В это время красные крупными силами обрушились на тыл нашего левого фланга со стороны Каховки и Серогоз.

Под сильным нажимом противника генералу Кутепову пришлось проводить общую перегруппировку для отражения главного удара. Главные силы донской конницы, ликвидировавшие наступление красных на нашем правом фланге в районе Токмака, не могли подойти к району тыла и левого фланга ранее нескольких дней. В Крыму не было никаких резервов, за исключением военных училищ. В воздухе запахло катастрофой...

В Мелитополе опустели улицы. Немногие прохожие словно куда-то торопились. Через город непрерывно, днем и ночью, тянулись обозы тылов и каких-то учреждений.

Наступили внезапные холода. Ветер гнал разорванные тучи. В городском саду больше не было ни белых платьев, ни музыки, лишь звуки «Сильвы» доносились из еще не закрытого кафе на главной улице. Тылы уходили прямо в Крым.

В Штабе армии пока делали вид, что все обстоит благополучно. Генерал Кутепов уехал не в Крым, а в Дроздовскую дивизию к Серогозам. Конвой генерала Кутепова, с только что получившим пушки конно-артиллерийским взводом, был спешно двинут на юг, с каким-то оперативным заданием.

Ночью началась метель, а мы шли дальше на юг вдоль железной дороги Мелитополь – Крым. Дорогу заметало, и мы ориентировались по телеграфным столбам. Холодный ветер валил с ног, снежинки хлестали по лицу и по глазам. Чтобы как-то согреться, мы все время пили болгарское крепкое красное вино, наполняя большую железную кружку из бочки с повозки в хвосте конвоя.

На рассвете метель прекратилась, и мы вышли на полустанок на железной дороге к Чонгару и к мосту в Крым. У полустанка горели костры, вокруг них грелись, переминаясь с ноги на ногу от холода, несколько сотен солдат. Солдаты были из Запасного Корниловского полка, в рваных штанах, дырявых опорках или валенках, но все, как один, в новеньких канадских кожаных безрукавках... Свет костров падал на блестевшие штыки собранных в козлы винтовок. Мы вошли в здание станции. Там, при тусклом свете керосиновой лампы, мы увидели командира полка, молодого корниловского офицера, сидевшего, обнявшись, с красивой сестрой милосердия. Тут же, оперши голову на руки, дремал другой высокий офицер, оказавшийся адъютантом командира полка. Командир полка, с орденом Св. Георгия и знаком Кубанского похода, поднял на нас глаза и, видимо, обрадовался: «...А, артиллеристы... Ну слава Богу, теперь мы не одни». Мы узнали, что командир полка только что женился на сестре полка и проводил теперь «свадебное путешествие» в виде похода против армии Буденного! Кто-то принес болгарского вина, и мы угостили корниловских офицеров и выпили за здоровье и за счастье молодоженов. Вино немного подняло настроение, и так не хотелось выходить на холод...

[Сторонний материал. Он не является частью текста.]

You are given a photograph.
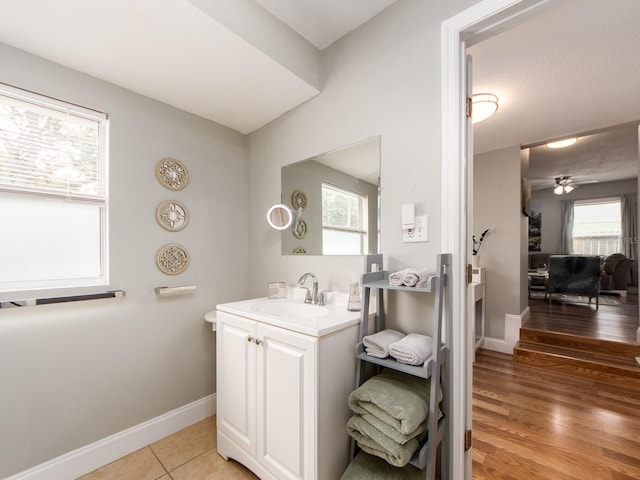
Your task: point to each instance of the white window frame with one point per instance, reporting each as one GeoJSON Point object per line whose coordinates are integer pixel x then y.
{"type": "Point", "coordinates": [363, 231]}
{"type": "Point", "coordinates": [576, 237]}
{"type": "Point", "coordinates": [69, 284]}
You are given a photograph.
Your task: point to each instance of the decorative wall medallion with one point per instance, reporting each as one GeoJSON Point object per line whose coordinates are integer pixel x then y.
{"type": "Point", "coordinates": [172, 215]}
{"type": "Point", "coordinates": [301, 230]}
{"type": "Point", "coordinates": [298, 200]}
{"type": "Point", "coordinates": [172, 174]}
{"type": "Point", "coordinates": [172, 259]}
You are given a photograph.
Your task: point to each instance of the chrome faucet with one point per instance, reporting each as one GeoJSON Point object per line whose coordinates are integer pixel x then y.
{"type": "Point", "coordinates": [311, 296]}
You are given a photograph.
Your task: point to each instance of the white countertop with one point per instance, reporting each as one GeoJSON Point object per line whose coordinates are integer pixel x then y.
{"type": "Point", "coordinates": [337, 317]}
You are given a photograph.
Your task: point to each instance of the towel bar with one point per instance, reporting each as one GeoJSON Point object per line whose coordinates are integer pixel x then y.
{"type": "Point", "coordinates": [71, 298]}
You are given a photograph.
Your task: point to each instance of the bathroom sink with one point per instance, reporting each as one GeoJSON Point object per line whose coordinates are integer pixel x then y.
{"type": "Point", "coordinates": [291, 310]}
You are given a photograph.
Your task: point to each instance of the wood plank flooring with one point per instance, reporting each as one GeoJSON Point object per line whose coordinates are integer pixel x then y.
{"type": "Point", "coordinates": [568, 315]}
{"type": "Point", "coordinates": [529, 423]}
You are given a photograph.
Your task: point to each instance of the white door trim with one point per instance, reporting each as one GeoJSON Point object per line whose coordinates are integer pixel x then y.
{"type": "Point", "coordinates": [479, 22]}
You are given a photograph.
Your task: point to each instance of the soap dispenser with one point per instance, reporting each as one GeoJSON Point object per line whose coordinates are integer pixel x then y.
{"type": "Point", "coordinates": [355, 301]}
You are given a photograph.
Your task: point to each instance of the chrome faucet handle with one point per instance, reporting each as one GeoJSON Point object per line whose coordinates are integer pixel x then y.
{"type": "Point", "coordinates": [307, 296]}
{"type": "Point", "coordinates": [312, 295]}
{"type": "Point", "coordinates": [322, 298]}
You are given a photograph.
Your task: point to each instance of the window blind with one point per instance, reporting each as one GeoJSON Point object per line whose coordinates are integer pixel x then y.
{"type": "Point", "coordinates": [49, 150]}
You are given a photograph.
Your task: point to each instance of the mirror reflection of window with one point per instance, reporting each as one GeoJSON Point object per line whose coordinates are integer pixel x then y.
{"type": "Point", "coordinates": [344, 222]}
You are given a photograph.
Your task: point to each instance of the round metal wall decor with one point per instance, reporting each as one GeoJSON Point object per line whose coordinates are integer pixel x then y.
{"type": "Point", "coordinates": [299, 200]}
{"type": "Point", "coordinates": [172, 259]}
{"type": "Point", "coordinates": [172, 215]}
{"type": "Point", "coordinates": [301, 230]}
{"type": "Point", "coordinates": [172, 174]}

Офицер конвоя, поручик Максимов, еще в Мелитополе получил поручение отвезти всех жен и подруг

офицеров конвоя в Крым. На платформе станции остались: офицер конвоя – капитан Виденьев – командир пулеметного взвода, несколько офицеров из вновь сформированного Запасного Корниловского полка и мы – артиллеристы конного взвода. Командир конвоя – капитан Белевич, вскакивая в поезд, кричал, что он «тотчас же вышлет нам подкрепление»... Было неудобно, даже стыдно: ведь все это бегство начальства происходило на глазах солдат конвоя и артиллерийского взвода.

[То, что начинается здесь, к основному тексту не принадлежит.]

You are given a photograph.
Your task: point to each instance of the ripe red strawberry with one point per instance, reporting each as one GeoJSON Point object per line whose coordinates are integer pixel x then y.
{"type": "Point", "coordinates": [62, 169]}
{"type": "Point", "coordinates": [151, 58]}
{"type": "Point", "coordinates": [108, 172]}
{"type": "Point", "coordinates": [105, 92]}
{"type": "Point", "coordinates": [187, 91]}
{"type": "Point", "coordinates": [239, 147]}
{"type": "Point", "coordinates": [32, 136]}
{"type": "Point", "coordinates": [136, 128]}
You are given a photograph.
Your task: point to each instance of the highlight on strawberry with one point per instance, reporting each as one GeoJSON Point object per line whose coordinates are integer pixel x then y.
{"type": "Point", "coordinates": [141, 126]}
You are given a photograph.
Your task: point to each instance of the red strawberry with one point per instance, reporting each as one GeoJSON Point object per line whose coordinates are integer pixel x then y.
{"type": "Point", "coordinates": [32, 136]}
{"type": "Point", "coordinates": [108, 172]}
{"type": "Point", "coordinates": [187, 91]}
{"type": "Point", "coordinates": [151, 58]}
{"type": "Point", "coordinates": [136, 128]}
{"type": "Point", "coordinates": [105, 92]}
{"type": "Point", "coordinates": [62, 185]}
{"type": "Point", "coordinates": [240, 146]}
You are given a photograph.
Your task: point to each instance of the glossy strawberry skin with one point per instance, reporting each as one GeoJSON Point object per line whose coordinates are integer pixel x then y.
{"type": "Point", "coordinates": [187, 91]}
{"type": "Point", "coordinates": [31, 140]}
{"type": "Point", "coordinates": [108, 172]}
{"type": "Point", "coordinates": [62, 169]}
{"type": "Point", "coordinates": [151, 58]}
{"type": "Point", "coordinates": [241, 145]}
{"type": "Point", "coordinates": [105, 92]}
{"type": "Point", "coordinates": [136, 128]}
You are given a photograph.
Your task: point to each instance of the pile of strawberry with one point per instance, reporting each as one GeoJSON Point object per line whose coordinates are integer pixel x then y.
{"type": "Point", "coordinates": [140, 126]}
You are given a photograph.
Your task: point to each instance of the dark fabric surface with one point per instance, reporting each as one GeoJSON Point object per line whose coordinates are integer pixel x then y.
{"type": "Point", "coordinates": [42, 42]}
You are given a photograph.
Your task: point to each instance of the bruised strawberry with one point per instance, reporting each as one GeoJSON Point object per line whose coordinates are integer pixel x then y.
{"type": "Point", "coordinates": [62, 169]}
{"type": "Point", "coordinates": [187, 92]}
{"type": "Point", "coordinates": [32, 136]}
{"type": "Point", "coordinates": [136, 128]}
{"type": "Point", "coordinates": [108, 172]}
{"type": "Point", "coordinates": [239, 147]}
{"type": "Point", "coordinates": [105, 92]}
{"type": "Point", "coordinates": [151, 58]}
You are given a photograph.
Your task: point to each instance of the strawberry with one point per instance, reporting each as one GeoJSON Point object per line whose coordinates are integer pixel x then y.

Общее положение понемногу выяснялось: Конная армия Буденного дебуширует39 с Каховского плацдарма на восток к Сивашу, к железной дороге на Чонгар и на северо-восток, в тылы Первой армии и всего нашего фронта в Северной Таврии. Наши главные силы уже оставили участки фронта на севере Таврии. Генерал Кутепов, где-то в районе Серогоз, составил ударную группу из дроздовцев, корниловцев, марковцев и конницы генерала Барбовича и постепенно отходит на юг к Сивашу и Крымскому перешейку. Чтобы защитить отходящие из Мелитополя в Крым поезда, в направлении Каховки был брошен конвой генерала Кутепова с нашим конноартиллерийским взводом и, незакончивший формирование, Запасный Корниловский полк, составленный из нескольких сот военнопленных под начальством корниловских офицеров и унтер-офицеров.

От бессонной ночи и выпитого вина стало еще холоднее, когда мы вышли к батарее. С глухим ворчанием толпы корниловцев строились в походную колонну. Капитан Виденьев, с конным конвоем, подчинялся те-

перь командиру конно-артиллерийского взвода как его прикрытие; но капитан Соломон был этому, видимо, не рад и ежился от холода и нервного состояния.

Пехотная колонна и наш конно-артиллерийский взвод, под прикрытием конвоя, медленно двинулись на запад, к Аскания Нова, навстречу Конной армии Буденного.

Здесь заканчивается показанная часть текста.